The accuracy of the UQ analysis and the surrogate model approximation is directly related to the data sampling for model evaluations. A Latin hypercube sampling (LHS) is a design given by an n × m matrix in which each column is a random permutation of {1, 2,  …, n}. Here, n is the number of model evaluations, and m is the number of input parameters. A LHS has good projection properties on any single dimension, which means that, in any one-dimensional input parameter space, the sampled data always has a good space-filling property. For UQ studies using LHS for input parameter sampling, an optimal LHS is generated for n number of model evaluations in the [0, 1]m hypercube and then mapped to the input parameters’ probability distribution. An optimal LHS is space filling, which means that the sample points should spread over the entire input parameter space as evenly as possible. Meanwhile, it has no replications and sample points clustering in the projection onto any subspaces of the input parameter space. This is important because many problems could have only a subset of significant input parameters. The process of constructing an optimal LHS is formulated as a global optimization problem. The Uncertainty Quantification Module provides an optimal LHS algorithm that is efficient both in finding the global optimum and in computing the optimality criteria in every iteration. It uses the global optimization method and centered L2 discrepancy criterion described in Ref. 1. Note that depending on the starting design, the optimal LHS obtained from the optimization could be of lower quality. Therefore, the global optimization is repeated from different starting LHS designs.

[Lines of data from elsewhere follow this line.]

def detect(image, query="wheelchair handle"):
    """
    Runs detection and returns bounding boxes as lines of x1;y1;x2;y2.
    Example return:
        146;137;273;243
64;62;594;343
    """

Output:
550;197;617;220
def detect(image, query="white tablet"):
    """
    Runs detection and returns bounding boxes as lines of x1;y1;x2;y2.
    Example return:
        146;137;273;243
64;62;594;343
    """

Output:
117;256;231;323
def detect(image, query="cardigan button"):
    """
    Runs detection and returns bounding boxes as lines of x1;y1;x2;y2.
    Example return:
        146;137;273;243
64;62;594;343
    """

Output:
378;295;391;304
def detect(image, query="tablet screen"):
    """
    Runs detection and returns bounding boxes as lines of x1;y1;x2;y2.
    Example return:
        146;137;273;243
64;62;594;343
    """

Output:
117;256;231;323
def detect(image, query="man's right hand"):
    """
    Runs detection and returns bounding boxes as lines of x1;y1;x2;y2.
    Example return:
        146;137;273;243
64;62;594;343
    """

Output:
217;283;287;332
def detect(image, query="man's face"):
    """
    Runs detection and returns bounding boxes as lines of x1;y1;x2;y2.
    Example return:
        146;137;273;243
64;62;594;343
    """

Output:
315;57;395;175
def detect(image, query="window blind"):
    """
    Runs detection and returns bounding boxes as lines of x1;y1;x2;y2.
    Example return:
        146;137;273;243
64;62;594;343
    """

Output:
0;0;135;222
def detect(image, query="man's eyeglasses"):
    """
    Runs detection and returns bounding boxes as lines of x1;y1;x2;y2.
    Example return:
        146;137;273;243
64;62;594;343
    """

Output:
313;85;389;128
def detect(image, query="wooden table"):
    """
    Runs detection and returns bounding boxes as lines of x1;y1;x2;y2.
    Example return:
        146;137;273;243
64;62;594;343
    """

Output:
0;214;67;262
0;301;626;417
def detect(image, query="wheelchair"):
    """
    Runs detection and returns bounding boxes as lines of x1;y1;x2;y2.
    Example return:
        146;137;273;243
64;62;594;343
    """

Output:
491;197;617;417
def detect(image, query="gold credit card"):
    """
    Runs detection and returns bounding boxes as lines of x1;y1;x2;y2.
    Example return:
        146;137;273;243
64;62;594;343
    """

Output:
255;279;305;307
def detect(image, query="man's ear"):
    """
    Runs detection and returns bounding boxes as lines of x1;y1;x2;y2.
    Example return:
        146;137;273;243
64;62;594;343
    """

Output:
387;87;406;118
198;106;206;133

In addition to constructing optimal LHS for a one-stage study, it is important to generate sequential (also known as follow-up) optimal LHS based on the current sampling for both ASPCE surrogate models and appending more model evaluation to improve a UQ analysis. The optimization of the sequential sampling uses the same criterion as for optimizing the initial optimal LHS. During the optimization, the sequential sampling does not modify the initial samples and tries to spread the sequential samples away from them. Because it is computationally expensive to run many model evaluations, it is possible to use any number of model evaluations for sequential sampling following the sequential optimization method described in Ref. 2.